Specialised psychiatric treatments and appropriate mental health services and facilities should be provided for patients with comorbid mental disorders. Second, clear communication with regular and accurate updates about the 2019-nCoV outbreak should be provided to both health workers and patients in order to address their sense of uncertainty and fear. Treatment plans, progress reports and health status updates should be given to both patients and their families. Third, secure services should be set up to provide psychological counselling using electronic devices and applications (such as smartphones and WeChat) for affected patients, as well as their families and members of the public.
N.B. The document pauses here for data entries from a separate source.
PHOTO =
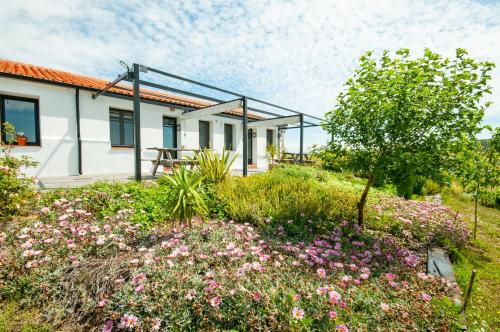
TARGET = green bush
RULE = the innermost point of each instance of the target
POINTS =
(212, 167)
(490, 198)
(286, 194)
(431, 187)
(16, 189)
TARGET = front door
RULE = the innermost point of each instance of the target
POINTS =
(170, 133)
(250, 146)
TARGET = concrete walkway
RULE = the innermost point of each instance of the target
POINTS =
(83, 180)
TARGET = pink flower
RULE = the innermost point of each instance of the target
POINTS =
(128, 321)
(108, 326)
(191, 294)
(297, 313)
(156, 324)
(215, 301)
(334, 297)
(139, 279)
(390, 276)
(342, 328)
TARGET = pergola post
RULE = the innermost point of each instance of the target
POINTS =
(301, 138)
(137, 123)
(245, 136)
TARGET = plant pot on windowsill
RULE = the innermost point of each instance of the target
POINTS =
(21, 139)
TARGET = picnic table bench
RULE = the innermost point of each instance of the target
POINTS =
(165, 157)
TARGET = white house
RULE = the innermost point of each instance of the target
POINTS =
(70, 133)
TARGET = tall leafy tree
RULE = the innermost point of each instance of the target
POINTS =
(478, 167)
(401, 116)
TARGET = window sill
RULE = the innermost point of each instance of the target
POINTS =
(26, 146)
(122, 148)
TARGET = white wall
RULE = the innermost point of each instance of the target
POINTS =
(58, 154)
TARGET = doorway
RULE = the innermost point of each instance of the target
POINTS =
(170, 133)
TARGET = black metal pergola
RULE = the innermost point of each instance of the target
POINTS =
(133, 75)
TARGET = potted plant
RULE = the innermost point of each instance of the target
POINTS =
(271, 155)
(21, 139)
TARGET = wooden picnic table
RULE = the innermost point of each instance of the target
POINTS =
(164, 158)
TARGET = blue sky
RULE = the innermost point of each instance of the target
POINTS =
(294, 53)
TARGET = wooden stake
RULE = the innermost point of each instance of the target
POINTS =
(469, 290)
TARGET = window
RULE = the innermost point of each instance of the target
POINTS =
(22, 113)
(121, 128)
(228, 137)
(204, 133)
(270, 136)
(170, 134)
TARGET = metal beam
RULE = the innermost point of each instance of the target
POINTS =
(137, 123)
(110, 85)
(214, 109)
(199, 96)
(301, 138)
(245, 137)
(226, 91)
(275, 121)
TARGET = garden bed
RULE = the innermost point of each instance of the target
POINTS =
(105, 257)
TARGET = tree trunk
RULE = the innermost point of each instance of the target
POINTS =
(475, 210)
(362, 201)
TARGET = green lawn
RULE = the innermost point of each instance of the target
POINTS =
(484, 256)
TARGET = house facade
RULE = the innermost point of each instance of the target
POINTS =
(70, 133)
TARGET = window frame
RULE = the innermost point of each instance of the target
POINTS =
(199, 135)
(122, 128)
(38, 140)
(232, 146)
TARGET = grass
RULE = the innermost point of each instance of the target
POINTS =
(484, 256)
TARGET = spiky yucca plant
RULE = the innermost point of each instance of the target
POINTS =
(186, 201)
(214, 167)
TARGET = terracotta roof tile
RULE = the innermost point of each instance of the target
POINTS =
(21, 70)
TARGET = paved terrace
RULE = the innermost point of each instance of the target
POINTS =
(82, 180)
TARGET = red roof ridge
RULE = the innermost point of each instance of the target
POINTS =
(41, 73)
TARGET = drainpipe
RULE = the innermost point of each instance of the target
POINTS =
(78, 136)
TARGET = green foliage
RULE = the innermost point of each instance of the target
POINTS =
(334, 160)
(271, 153)
(186, 201)
(402, 117)
(478, 167)
(16, 189)
(212, 167)
(147, 201)
(431, 187)
(287, 193)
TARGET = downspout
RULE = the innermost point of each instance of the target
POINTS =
(78, 136)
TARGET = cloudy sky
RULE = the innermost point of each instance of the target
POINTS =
(294, 53)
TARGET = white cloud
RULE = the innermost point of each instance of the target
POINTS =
(295, 53)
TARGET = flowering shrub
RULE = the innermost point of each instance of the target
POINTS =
(420, 221)
(108, 273)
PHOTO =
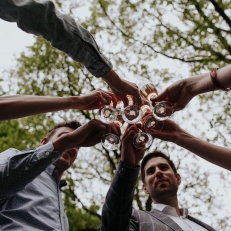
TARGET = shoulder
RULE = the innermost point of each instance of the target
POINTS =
(8, 153)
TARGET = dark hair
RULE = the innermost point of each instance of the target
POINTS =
(154, 155)
(74, 124)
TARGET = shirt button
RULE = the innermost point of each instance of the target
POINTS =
(122, 171)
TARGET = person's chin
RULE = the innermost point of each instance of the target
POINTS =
(62, 163)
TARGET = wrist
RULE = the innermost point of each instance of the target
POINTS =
(73, 102)
(112, 79)
(62, 144)
(202, 84)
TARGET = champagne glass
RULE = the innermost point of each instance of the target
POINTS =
(132, 113)
(148, 91)
(150, 124)
(163, 110)
(107, 114)
(143, 140)
(111, 141)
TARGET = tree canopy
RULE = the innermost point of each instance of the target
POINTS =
(136, 35)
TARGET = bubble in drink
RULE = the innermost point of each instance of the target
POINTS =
(151, 124)
(161, 110)
(148, 91)
(107, 113)
(131, 114)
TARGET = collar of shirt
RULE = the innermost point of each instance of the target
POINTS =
(54, 172)
(168, 210)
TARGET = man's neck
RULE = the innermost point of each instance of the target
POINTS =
(172, 201)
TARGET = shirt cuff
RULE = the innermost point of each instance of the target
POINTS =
(46, 151)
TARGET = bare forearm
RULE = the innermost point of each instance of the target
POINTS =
(210, 152)
(17, 106)
(202, 83)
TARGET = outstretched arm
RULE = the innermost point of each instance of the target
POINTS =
(117, 209)
(41, 18)
(181, 92)
(215, 154)
(17, 106)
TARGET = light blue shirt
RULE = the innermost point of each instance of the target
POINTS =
(30, 198)
(40, 17)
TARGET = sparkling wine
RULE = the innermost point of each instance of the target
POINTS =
(148, 91)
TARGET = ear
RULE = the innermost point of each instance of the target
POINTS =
(43, 141)
(178, 178)
(145, 189)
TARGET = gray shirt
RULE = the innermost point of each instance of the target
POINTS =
(41, 18)
(30, 197)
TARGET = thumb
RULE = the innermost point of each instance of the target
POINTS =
(163, 96)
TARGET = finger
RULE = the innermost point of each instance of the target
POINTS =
(163, 96)
(114, 99)
(137, 101)
(99, 127)
(102, 98)
(108, 128)
(134, 128)
(125, 101)
(115, 129)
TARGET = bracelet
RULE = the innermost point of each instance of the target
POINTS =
(216, 83)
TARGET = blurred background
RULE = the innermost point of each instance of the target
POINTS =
(163, 41)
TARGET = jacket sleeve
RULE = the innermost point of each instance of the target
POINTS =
(40, 17)
(117, 209)
(18, 168)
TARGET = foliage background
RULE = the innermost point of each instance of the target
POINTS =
(160, 41)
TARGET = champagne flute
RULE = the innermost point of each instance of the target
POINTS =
(162, 110)
(132, 113)
(143, 140)
(107, 114)
(111, 141)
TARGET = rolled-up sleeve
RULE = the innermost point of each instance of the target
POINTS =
(18, 168)
(42, 19)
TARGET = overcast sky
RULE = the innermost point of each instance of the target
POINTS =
(13, 41)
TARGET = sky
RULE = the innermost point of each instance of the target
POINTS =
(13, 41)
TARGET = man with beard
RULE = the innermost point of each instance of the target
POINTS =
(160, 182)
(30, 180)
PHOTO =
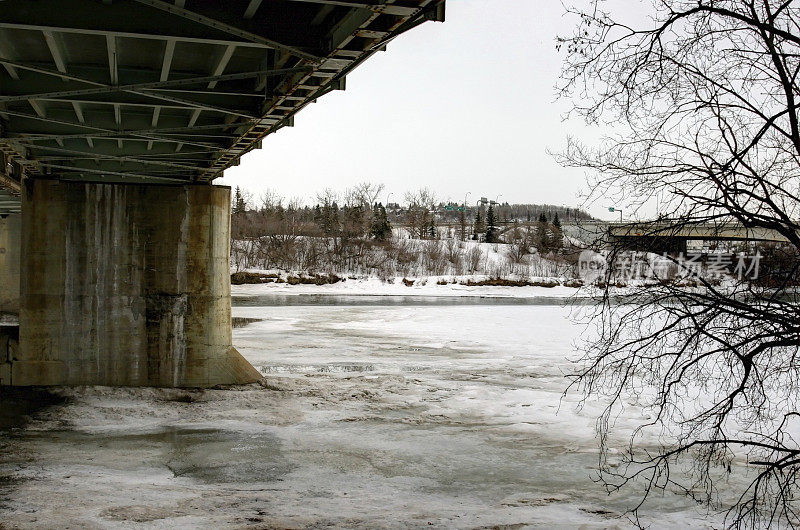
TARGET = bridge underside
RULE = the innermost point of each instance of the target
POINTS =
(115, 117)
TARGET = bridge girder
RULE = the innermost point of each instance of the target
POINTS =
(137, 90)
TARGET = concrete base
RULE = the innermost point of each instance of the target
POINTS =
(126, 285)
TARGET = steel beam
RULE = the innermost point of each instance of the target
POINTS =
(227, 28)
(107, 89)
(131, 35)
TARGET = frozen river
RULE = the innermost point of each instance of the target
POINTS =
(377, 412)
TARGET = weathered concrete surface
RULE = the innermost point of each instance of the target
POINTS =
(126, 285)
(10, 230)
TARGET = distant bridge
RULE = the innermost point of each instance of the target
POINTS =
(666, 237)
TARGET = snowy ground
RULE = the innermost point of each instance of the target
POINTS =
(427, 287)
(377, 412)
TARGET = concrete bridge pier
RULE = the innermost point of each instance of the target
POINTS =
(125, 285)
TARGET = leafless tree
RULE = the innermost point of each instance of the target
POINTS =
(704, 99)
(421, 205)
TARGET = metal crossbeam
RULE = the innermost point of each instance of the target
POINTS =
(227, 28)
(107, 89)
(132, 35)
(97, 156)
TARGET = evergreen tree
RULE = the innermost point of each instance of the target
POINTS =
(558, 235)
(238, 201)
(491, 226)
(380, 228)
(542, 233)
(479, 227)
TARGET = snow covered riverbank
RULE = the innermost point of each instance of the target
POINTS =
(426, 287)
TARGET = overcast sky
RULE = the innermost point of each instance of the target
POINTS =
(464, 106)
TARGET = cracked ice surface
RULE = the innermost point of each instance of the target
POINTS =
(374, 414)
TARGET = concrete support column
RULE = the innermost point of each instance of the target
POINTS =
(10, 239)
(126, 284)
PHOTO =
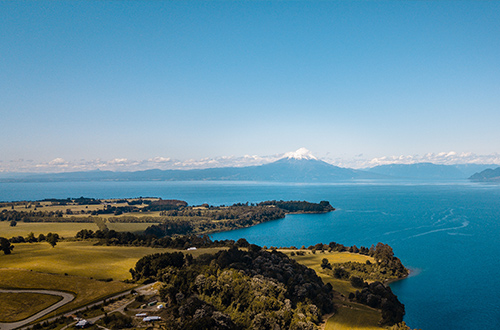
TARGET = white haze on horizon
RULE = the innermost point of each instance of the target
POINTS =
(166, 163)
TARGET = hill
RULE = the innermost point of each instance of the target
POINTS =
(488, 175)
(284, 170)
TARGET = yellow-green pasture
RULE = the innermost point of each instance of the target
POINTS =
(354, 317)
(85, 289)
(64, 229)
(349, 316)
(18, 306)
(39, 266)
(77, 210)
(81, 258)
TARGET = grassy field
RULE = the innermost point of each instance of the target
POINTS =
(86, 290)
(64, 229)
(80, 258)
(75, 208)
(39, 266)
(350, 316)
(356, 317)
(18, 306)
(313, 261)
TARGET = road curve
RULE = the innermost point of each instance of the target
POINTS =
(67, 297)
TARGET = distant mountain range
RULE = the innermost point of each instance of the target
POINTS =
(299, 166)
(488, 175)
(283, 170)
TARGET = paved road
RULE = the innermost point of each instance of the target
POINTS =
(67, 297)
(9, 326)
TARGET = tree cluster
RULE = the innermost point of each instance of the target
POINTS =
(300, 206)
(377, 295)
(237, 289)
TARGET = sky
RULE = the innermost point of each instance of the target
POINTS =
(185, 84)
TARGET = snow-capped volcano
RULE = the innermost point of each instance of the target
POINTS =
(301, 153)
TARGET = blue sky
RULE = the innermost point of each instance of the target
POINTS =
(114, 80)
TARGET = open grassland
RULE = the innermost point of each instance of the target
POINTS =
(356, 317)
(81, 258)
(39, 266)
(18, 306)
(85, 289)
(350, 315)
(76, 209)
(313, 261)
(132, 227)
(64, 229)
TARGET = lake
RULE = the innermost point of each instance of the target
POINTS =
(446, 233)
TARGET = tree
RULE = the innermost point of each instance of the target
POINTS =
(325, 264)
(52, 239)
(30, 238)
(5, 246)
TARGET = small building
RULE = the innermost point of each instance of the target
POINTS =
(82, 324)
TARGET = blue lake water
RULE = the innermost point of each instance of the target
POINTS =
(447, 233)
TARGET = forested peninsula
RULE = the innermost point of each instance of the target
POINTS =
(234, 285)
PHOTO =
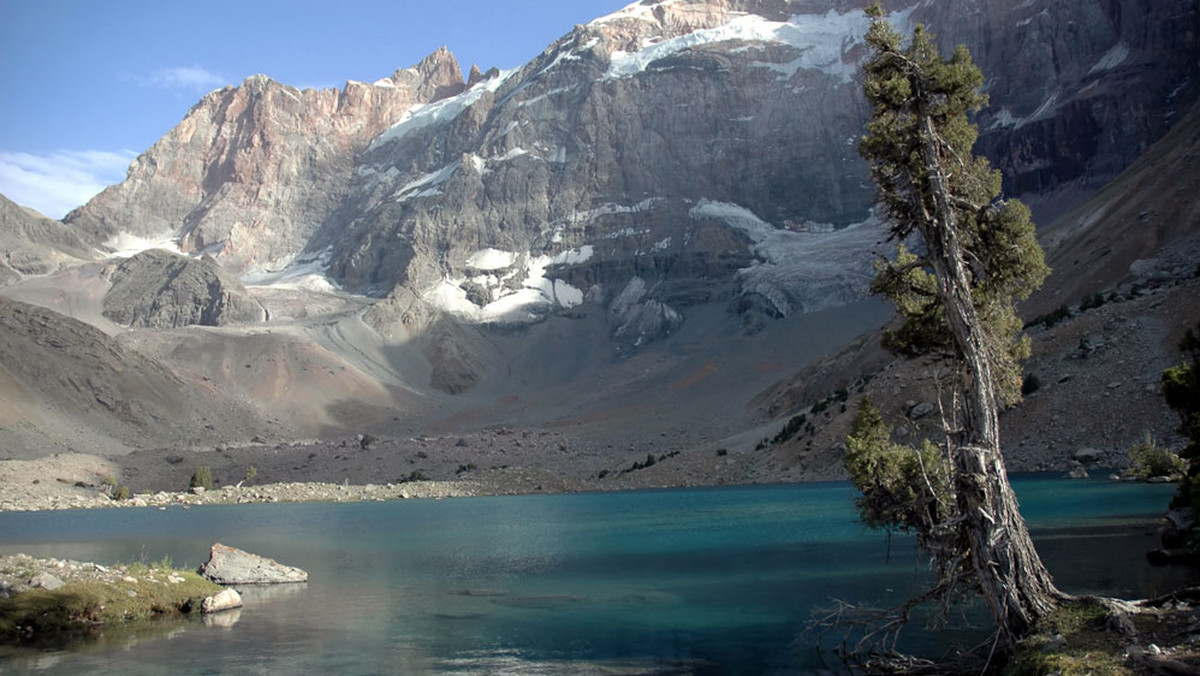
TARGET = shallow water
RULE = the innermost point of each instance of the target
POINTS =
(679, 581)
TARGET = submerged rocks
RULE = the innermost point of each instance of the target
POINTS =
(232, 566)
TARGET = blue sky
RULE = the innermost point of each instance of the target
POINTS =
(89, 84)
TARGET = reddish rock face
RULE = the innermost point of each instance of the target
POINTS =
(670, 141)
(252, 171)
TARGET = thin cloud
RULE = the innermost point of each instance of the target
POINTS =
(184, 77)
(57, 183)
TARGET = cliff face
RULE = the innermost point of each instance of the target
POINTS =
(666, 155)
(252, 169)
(163, 291)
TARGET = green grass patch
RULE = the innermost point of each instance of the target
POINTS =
(1074, 640)
(78, 605)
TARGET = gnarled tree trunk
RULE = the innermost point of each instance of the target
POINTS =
(1012, 578)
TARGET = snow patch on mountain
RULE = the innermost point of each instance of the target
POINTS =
(516, 286)
(801, 271)
(823, 42)
(125, 245)
(426, 114)
(304, 273)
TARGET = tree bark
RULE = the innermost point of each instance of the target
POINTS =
(1013, 580)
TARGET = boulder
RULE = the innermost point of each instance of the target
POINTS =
(46, 581)
(226, 599)
(232, 566)
(921, 410)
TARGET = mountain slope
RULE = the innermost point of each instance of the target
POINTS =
(252, 169)
(625, 239)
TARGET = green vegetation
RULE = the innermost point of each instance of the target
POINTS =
(1149, 459)
(414, 476)
(790, 430)
(1072, 640)
(1181, 388)
(955, 295)
(83, 604)
(903, 488)
(202, 479)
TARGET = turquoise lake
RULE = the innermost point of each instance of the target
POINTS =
(673, 581)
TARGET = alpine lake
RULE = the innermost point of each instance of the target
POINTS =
(723, 580)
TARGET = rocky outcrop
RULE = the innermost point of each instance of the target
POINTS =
(252, 169)
(161, 289)
(55, 366)
(232, 566)
(706, 148)
(605, 159)
(31, 244)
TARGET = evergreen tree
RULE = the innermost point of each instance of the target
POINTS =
(1181, 388)
(972, 257)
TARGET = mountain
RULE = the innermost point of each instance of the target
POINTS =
(253, 168)
(629, 239)
(33, 244)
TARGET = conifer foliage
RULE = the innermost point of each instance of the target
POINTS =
(965, 258)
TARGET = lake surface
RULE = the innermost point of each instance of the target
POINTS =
(673, 581)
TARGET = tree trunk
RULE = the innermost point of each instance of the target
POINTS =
(1013, 580)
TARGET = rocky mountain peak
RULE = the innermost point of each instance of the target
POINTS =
(253, 169)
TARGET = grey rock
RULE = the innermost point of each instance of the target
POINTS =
(232, 566)
(31, 244)
(723, 171)
(225, 599)
(921, 411)
(157, 288)
(46, 581)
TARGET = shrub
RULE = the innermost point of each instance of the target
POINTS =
(903, 488)
(414, 476)
(1150, 459)
(795, 425)
(202, 479)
Using safe communication channels between patients and families, such as smartphone communication and WeChat, should be encouraged to decrease isolation. Fourth, suspected and diagnosed patients with 2019-nCoV pneumonia as well as health professionals working in hospitals caring for infected patients should receive regular clinical screening for depression, anxiety and suicidality by mental health workers. Timely psychiatric treatments should be provided for those presenting with more severe mental health problems. For most patients and health workers, emotional and behavioral responses are part of an adaptive response to extraordinary stress and psychotherapy techniques such as those based on the stress-adaptation model might be helpful. In this mini review article, intersection of nCOVID-19 and depression explained as double attack on human health which also lead to diabetes. In our previous published article the link between diabetes and depression where the prevalence of depression was inevitable as a co morbid condition with diabetes [7-11].
If psychotropic medications are used, such as those prescribed by psychiatrists for severe psychiatric comorbidities, basic pharmacological treatment principles of ensuring minimum harm should be followed to reduce harmful effects of any interactions with 2019-nCoV and its treatments.
In any biological disaster, themes of fear, uncertainty, and stigmatization are common and may act as barriers to appropriate medical and mental health interventions. Based on experience from past serious novel pneumonia outbreaks globally and the psychosocial impact of viral epidemics, the development and implementation of mental health assessment, support, treatment and services are crucial and pressing goals for the health response to the 2019-nCoV outbreak.